A BIG thanks to all our Volunteers
This week (June 21 to 27) represents National Volunteer Week (NVW) in New Zealand. It is a fantastic chance to celebrate the invaluable knowledge, skill and time contributions given by Aotearoa’s past and present volunteers.
The Maritime Museum is no exception, with around 150 active volunteers assisting in a wide variety of day-to-day activities, from hosting guests from all over the world through to crewing and maintaining our heritage vessels. We often receive positive comments and feedback from our guests both when they visit, and online about how the volunteers made their trip so memorable.
We recognise how important it is to celebrate volunteerism and the place it has in keeping our communities strong and healthy. We’d like to thank all our volunteers for their collective hard work. We absolutely couldn’t do it without them.

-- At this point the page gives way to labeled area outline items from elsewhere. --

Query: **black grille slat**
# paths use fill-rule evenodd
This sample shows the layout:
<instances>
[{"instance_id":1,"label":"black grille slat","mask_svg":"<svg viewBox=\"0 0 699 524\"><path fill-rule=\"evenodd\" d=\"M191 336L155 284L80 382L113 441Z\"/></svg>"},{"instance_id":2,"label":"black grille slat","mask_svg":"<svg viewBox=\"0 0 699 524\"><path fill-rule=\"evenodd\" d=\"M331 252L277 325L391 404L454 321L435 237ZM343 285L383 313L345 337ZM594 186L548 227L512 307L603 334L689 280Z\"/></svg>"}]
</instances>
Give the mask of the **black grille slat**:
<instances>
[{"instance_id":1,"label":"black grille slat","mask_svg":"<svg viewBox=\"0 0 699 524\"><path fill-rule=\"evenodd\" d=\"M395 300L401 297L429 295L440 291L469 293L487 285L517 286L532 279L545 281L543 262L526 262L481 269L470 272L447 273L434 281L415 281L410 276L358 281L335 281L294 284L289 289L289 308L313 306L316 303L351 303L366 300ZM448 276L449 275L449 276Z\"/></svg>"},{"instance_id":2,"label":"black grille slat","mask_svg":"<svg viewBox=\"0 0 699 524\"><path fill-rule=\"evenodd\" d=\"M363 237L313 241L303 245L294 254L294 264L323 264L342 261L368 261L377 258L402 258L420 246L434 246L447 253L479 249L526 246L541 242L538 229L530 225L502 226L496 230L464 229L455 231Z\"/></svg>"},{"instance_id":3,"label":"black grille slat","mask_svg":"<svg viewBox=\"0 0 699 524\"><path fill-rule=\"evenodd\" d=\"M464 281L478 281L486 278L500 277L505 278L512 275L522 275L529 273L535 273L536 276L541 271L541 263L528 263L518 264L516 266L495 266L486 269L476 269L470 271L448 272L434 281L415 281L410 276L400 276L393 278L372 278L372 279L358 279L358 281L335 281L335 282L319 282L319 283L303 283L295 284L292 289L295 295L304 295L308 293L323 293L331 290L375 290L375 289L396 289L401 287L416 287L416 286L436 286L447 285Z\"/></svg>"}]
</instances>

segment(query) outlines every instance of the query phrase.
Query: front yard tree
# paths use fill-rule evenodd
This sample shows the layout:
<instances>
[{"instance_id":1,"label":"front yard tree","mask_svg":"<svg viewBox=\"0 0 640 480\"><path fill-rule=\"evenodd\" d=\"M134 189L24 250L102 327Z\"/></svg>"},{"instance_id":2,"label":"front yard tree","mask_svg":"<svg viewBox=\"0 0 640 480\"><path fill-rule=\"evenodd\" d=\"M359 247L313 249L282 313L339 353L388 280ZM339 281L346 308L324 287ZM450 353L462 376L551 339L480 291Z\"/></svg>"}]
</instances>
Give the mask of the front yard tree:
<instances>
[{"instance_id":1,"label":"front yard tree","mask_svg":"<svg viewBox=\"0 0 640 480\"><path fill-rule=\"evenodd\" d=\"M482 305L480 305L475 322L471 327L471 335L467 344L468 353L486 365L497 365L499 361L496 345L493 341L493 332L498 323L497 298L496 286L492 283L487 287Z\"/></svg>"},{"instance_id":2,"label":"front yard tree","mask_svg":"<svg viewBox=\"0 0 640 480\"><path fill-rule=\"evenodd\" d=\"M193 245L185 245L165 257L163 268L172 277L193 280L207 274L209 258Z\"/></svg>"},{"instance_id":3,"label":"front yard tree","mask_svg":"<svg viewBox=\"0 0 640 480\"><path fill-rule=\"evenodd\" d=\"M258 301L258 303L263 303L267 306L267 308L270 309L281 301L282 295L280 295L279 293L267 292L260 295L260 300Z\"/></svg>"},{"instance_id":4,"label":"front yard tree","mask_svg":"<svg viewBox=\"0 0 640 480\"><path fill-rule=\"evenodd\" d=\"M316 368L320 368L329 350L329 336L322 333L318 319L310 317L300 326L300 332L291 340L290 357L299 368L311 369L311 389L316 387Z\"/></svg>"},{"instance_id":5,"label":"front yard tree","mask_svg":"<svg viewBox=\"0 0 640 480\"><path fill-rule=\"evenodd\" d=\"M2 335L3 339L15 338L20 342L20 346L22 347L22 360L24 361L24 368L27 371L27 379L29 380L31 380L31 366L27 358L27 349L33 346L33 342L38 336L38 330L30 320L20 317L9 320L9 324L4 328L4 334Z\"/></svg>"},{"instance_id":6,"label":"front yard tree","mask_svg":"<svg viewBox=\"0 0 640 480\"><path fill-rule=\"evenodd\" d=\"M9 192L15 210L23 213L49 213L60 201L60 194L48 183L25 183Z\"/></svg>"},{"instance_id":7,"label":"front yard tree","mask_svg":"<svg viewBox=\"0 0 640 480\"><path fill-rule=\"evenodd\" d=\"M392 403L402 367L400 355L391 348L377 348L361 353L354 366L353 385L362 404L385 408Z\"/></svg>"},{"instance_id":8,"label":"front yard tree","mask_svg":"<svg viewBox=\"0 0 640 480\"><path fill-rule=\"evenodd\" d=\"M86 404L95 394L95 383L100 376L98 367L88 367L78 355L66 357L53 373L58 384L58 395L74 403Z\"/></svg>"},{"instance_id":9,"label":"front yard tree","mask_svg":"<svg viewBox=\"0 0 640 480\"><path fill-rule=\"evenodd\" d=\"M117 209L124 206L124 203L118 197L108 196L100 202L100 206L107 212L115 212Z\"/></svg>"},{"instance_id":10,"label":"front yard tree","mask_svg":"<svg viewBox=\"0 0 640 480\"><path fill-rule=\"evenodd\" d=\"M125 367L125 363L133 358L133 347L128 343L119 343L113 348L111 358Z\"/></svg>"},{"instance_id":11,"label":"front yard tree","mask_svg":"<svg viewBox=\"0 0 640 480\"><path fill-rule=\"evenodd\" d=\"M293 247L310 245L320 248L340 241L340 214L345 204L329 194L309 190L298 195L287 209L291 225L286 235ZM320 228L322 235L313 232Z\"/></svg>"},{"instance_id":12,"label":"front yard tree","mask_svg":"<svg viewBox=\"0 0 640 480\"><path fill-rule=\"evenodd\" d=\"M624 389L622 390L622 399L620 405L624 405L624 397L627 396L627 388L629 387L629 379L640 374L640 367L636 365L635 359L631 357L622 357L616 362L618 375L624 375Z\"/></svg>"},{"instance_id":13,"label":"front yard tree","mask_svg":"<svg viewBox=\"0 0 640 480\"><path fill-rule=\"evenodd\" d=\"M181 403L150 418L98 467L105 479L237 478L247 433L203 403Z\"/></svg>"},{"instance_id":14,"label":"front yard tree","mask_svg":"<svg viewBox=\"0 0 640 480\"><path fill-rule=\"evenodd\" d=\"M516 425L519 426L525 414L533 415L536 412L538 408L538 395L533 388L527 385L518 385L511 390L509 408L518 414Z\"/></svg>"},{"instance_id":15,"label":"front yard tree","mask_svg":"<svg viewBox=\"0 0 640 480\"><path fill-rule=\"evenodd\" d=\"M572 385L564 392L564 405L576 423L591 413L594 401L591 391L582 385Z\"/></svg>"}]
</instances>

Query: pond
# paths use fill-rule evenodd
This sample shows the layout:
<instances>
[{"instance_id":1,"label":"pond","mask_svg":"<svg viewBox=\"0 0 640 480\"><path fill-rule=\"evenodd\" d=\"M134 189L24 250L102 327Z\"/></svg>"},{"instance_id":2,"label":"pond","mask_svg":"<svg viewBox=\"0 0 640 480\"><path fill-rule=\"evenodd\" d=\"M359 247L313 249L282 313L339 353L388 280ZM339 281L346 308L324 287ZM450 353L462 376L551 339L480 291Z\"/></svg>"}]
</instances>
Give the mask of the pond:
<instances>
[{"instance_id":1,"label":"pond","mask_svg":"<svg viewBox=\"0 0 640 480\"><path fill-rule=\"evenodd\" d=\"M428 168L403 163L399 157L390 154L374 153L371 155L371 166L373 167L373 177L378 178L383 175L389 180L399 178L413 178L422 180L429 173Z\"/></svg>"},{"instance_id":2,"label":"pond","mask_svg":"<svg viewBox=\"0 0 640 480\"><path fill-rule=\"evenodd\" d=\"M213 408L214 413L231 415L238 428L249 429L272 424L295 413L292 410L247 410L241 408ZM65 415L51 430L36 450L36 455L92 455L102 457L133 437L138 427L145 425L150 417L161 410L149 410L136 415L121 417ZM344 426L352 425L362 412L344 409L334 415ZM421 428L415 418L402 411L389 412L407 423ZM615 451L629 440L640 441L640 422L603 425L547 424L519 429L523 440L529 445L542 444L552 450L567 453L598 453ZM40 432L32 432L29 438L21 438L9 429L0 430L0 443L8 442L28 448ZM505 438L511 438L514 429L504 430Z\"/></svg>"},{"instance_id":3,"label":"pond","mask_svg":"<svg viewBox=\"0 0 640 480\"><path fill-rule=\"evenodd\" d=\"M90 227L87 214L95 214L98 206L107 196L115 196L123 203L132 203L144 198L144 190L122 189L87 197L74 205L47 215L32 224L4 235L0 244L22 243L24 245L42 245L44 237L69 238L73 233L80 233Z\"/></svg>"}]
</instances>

To mark National Volunteer Week, Barry Parsons, one of our longest serving volunteers who has been helping the Museum for over 25 years, tells us about his experiences at the Museum:
Barry leading a tour of the exhibitions, including the Bounty Anchor.
“My involvement with the Maritime Museum dates back to my time as the first ‘tea-boy’ in the late 1980s. The first Director of the projected museum was Gordon Stevenson who, with the help of university students, was working in a room in the Fergusson Container Terminal, just across from my office. I was more familiar with the tea-making facilities as well as being inquisitive. My first official connection was in 1994 when the curator sought my help in identifying an item from the NZ Shipping Company's Rangitiki (I was then, and remain, a committee member of the NZSCo. Association). A few years later I was assisting the registrar in discussions about acquiring for the museum a model of the Columbus New Zealand, the first container ship to work in New Zealand ports. Unfortunately the museum was unable to accept such a large object at that time (or since).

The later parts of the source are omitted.